Carmen Soares (University of Coimbra, Portugal) [cilsoares@gmail.com]

Steven Brandwood (American School of Classical Studies in Athens and Rutgers University, USA) [steven.m.brandwood@gmail.com]

 

 

While there has been a great amount of commentary on the experience in battle of militarily active males of prime age, there has been less attention to their physical and emotional well-being in war contexts and much less to the experiences, circumstances, and attitudes of non-combatant groups, be they females, boys below the age of service, superannuated men, or even males incapacitated or standing outside regular deployment.

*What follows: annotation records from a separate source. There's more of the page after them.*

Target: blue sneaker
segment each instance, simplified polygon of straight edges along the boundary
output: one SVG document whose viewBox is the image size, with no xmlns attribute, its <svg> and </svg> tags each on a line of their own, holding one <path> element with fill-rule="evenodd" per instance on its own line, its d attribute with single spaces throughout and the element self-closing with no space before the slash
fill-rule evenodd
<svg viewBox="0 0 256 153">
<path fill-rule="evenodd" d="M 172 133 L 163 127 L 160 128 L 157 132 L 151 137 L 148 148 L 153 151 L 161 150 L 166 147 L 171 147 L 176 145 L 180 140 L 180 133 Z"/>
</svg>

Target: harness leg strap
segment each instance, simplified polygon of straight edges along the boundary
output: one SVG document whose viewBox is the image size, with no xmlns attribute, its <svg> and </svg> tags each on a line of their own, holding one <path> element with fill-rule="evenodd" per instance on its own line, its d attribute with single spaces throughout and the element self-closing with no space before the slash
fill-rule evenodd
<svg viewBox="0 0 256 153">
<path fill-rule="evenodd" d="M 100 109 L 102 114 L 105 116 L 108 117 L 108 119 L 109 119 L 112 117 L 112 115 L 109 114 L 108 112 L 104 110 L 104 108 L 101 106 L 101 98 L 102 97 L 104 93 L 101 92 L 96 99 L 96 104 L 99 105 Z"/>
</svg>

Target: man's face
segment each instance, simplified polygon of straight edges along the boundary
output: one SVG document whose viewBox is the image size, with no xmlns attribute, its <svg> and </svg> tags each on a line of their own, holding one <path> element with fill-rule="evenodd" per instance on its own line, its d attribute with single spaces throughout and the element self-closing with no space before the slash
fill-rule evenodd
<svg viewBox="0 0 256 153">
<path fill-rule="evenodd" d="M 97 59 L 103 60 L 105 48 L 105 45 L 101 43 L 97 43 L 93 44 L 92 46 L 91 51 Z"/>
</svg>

Only a narrow spotlight of historical attention has surrounded the plight of women in captured cities as highlighted both by literary documents such as the Troades of Euripides and by various mythological scenarios. Nevertheless, we believe that there is much to be investigated concerning “comfort” levels of both warriors and non-combatants (food, clothes, housing, care, love, etc.), particularly if we adopt more global perspectives which endeavor to integrate all members of polis-societies who do not regularly serve. And it may well be that activating this viewpoint may in turn yield conclusions which themselves must in their turn be conditioned by an understanding that the polis-society is in some sense a totally mobilizable sociopolitical order.

The panel welcomes proposals addressing the topic in different literary genres and authors from antiquity and also in comparative cultural studies.